Association football club in Sweden

Varbergs GIF FK is a Swedish football club located in Varberg.

==Background==
Varbergs Gymnastik- och Idrottsförening was formed on 28 May 1905 and shortly afterwards included football in their programme. In the same year the club became founder members of the Hallands Idrottsförbund (Halland Sports Federation) at the invitation of IF Kamraterna, Halmstad.

In the 1940s, the club also played bandy.

Varbergs GIF FF were declared bankrupt in December 2007 when their tax liabilities could not be met. As a consequence the club dropped out of Division 4 Halland and reformed in the bottom tier in Division 6 Halland Norra.

Varbergs GIF FK currently plays in Division 2 Västra Götaland which is the fourth tier of Swedish football. They play their home matches at the Påskbergsvallen in Varberg.

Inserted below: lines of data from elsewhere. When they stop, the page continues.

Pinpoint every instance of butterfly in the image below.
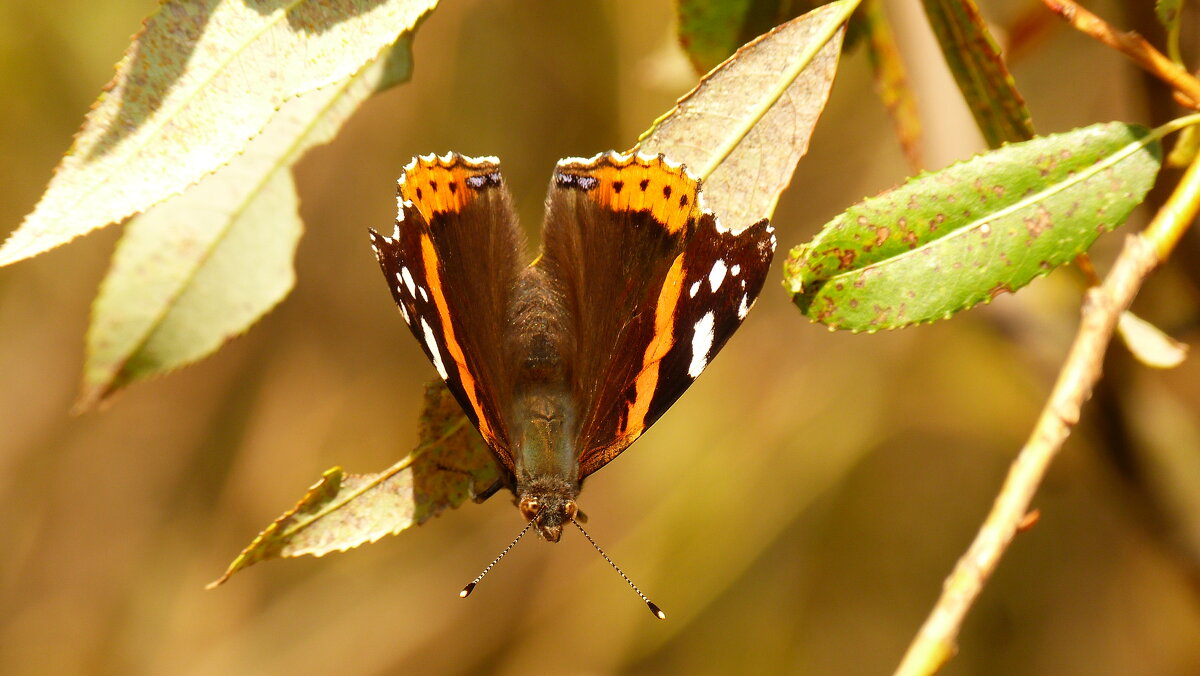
[371,151,775,549]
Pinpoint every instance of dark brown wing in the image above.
[539,152,775,478]
[371,154,523,471]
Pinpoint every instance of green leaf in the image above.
[0,0,437,265]
[209,381,500,588]
[1154,0,1183,31]
[923,0,1033,148]
[785,122,1162,331]
[77,37,412,409]
[635,0,854,229]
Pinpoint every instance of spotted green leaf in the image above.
[0,0,437,265]
[77,42,410,409]
[785,122,1162,331]
[209,381,499,588]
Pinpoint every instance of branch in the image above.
[1042,0,1200,109]
[896,144,1200,676]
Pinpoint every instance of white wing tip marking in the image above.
[397,265,416,297]
[421,317,449,381]
[688,310,716,378]
[708,258,727,293]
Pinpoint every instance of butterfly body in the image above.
[371,152,775,542]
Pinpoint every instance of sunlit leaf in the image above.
[637,0,853,229]
[785,122,1162,331]
[0,0,436,265]
[858,0,923,171]
[78,45,410,408]
[676,0,844,73]
[209,381,499,588]
[923,0,1033,148]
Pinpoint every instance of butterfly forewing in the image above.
[540,154,775,478]
[371,154,523,471]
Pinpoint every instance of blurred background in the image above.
[0,0,1200,675]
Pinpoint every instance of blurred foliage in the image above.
[0,0,1200,675]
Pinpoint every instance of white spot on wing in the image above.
[708,258,726,292]
[421,317,448,381]
[688,311,716,378]
[397,265,416,295]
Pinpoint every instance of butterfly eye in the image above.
[517,496,541,521]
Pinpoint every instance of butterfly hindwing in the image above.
[371,154,523,471]
[540,152,774,478]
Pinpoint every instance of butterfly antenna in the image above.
[571,519,667,620]
[458,521,535,598]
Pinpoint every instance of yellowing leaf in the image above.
[636,0,854,229]
[77,42,410,408]
[209,381,499,588]
[0,0,437,265]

The club is affiliated to Hallands Fotbollförbund. Varbergs GIF have competed in the Svenska Cupen on 24 occasions and have played 40 matches in the competition.

==Season to season==

| Season | Level | Division | Section | Position | Movements |
|---|---|---|---|---|---|
| 1993 | Tier 5 | Division 4 | Halland | 1st | Promoted |
| 1994 | Tier 4 | Division 3 | Sydvästra Götaland | 6th |  |
| 1995 | Tier 4 | Division 3 | Sydvästra Götaland | 8th |  |
| 1996 | Tier 4 | Division 3 | Sydvästra Götaland | 6th |  |
| 1997 | Tier 4 | Division 3 | Sydvästra Götaland | 9th | Relegation Playoffs – Relegated |
| 1998 | Tier 5 | Division 4 | Halland | 1st | Promoted |
| 1999 | Tier 4 | Division 3 | Sydvästra Götaland | 2nd |  |
| 2000 | Tier 4 | Division 3 | Sydvästra Götaland | 8th |  |
| 2001 | Tier 4 | Division 3 | Sydvästra Götaland | 2nd | Promotion Playoffs |
| 2002 | Tier 4 | Division 3 | Sydvästra Götaland | 3rd |  |
| 2003 | Tier 4 | Division 3 | Sydvästra Götaland | 3rd |  |
| 2004 | Tier 4 | Division 3 | Mellersta Götaland | 2nd | Promotion Playoffs |
| 2005 | Tier 4 | Division 3 | Sydvästra Götaland | 4th | Playoffs |
| 2006* | Tier 5 | Division 3 | Sydvästra Götaland | 11th | Relegated |
| 2007 | Tier 6b | Division 4 | Halland | 2nd | Promotion Playoffs |
| 2008 | Tier 8 | Division 6 | Halland Norra | 1st | Promoted |
| 2009 | Tier 7 | Division 5 | Halland Norra | 1st | Promoted |
| 2010 | Tier 6b | Division 4 | Halland | 1st | Promoted |
| 2011 | Tier 6a | Division 4 | Halland Elit | 4th |  |
| 2012 | Tier 6a | Division 4 | Halland Elit | 4th |  |
| 2013 | Tier 6a | Division 4 | Halland Elit | 3rd |  |
| 2014 | Tier 6a | Division 4 | Halland Elit | 5th |  |
| 2015 | Tier 6a | Division 4 | Halland Elit | 2nd | Promotion Playoffs - Promoted |
| 2016 | Tier 5 | Division 3 | Sydvästra Götaland | 2nd | Promotion Playoffs - Promoted |
| 2017 | Tier 4 | Division 2 | Västra Götaland | 12th | Relegation Playoffs? |
| 2018 | Tier 4 | Division 2 | Västra Götaland | 13th | Relegated |
| 2019 | Tier 5 | Division 3 | Sydvästra Götaland | 1st | Promoted |
| 2020 | Tier 4 | Division 2 | Västra Götaland |  |  |

- League restructuring in 2006 resulted in a new division being created at Tier 3 and subsequent divisions dropping a level.